What mistakes do people make when working with regression analysis?
As a consumer of regression analysis, there are several things you need to keep in mind.
First, don’t tell your data analyst to go out and figure out what is affecting sales. “The way most analyses go haywire is the manager hasn’t narrowed the focus on what he or she is looking for,” says Redman. It’s your job to identify the factors that you suspect are having an impact and ask your analyst to look at those. “If you tell a data scientist to go on a fishing expedition, or to tell you something you don’t know, then you deserve what you get, which is bad analysis,” he says. In other words, don’t ask your analysts to look at every variable they can possibly get their hands on all at once. If you do, you’re likely to find relationships that don’t really exist. It’s the same principle as flipping a coin: do it enough times, you’ll eventually think you see something interesting, like a bunch of heads all in a row.
Also keep in mind whether or not you can do anything about the independent variable you’re considering. You can’t change how much it rains so how important is it to understand that? “We can’t do anything about weather or our competitor’s promotion but we can affect our own promotions or add features, for example,” says Redman. Always ask yourself what you will do with the data. What actions will you take? What decisions will you make?

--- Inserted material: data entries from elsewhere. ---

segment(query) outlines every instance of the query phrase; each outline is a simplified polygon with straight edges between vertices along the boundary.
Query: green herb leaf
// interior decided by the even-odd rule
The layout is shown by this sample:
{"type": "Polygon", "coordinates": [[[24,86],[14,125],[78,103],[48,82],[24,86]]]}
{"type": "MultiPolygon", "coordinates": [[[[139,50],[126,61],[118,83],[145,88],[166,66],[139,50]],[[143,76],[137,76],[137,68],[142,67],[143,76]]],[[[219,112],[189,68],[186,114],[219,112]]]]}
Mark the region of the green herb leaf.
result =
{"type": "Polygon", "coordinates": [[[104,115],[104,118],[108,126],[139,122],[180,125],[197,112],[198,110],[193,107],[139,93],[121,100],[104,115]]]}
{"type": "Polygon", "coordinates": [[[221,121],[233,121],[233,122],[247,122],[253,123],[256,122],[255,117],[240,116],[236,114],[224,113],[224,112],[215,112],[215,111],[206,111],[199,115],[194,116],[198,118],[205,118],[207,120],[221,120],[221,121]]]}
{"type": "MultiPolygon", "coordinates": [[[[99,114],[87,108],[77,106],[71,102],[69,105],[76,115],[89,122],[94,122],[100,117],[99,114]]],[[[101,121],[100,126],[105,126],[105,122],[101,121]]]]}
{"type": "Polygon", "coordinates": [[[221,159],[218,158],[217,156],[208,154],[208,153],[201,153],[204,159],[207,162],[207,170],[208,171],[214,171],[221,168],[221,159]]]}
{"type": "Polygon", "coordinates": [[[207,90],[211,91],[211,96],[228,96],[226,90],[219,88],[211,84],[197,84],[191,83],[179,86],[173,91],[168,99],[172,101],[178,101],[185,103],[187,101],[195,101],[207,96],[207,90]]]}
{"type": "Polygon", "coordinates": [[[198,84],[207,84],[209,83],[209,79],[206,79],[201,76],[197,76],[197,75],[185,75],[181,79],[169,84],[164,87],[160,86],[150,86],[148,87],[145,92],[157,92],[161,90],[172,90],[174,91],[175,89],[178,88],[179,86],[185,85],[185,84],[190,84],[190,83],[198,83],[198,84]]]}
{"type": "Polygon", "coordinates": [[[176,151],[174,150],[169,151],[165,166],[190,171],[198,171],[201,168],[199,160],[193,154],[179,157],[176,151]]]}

Second, “analyses are very sensitive to bad data” so be careful about the data you collect and how you collect it, and know whether you can trust it. “All the data doesn’t have to be correct or perfect,” explains Redman but consider what you will be doing with the analysis. If the decisions you’ll make as a result don’t have a huge impact on your business, then it’s OK if the data is “kind of leaky.” But “if you’re trying to decide whether to build 8 or 10 of something and each one costs $1 million to build, then it’s a bigger deal,” he says. The chart below explains how to think about whether to act on the data.
Redman says that some managers who are new to understanding regression analysis make the mistake of ignoring the error term. This is dangerous because they’re making the relationship between something more certain than it is. “Oftentimes the results spit out of a computer and managers think, ‘That’s great, let’s use this going forward.’” But remember that the results are always uncertain. As Redman points out, “If the regression explains 90% of the relationship, that’s great. But if it explains 10%, and you act like it’s 90%, that’s not good.” The point of the analysis is to quantify the certainty that something will happen. “It’s not telling you how rain will influence your sales, but it’s telling you the probability that rain may influence your sales.”
The last mistake that Redman warns against is letting data replace your intuition.
“You always have to lay your intuition on top of the data,” he explains. Ask yourself whether the results fit with your understanding of the situation. And if you see something that doesn’t make sense ask whether the data was right or whether there is indeed a large error term. Redman suggests you look to more experienced managers or other analyses if you’re getting something that doesn’t make sense. And, he says, never forget to look beyond the numbers to what’s happening outside your office: “You need to pair any analysis with study of real world. The best scientists — and managers — look at both.”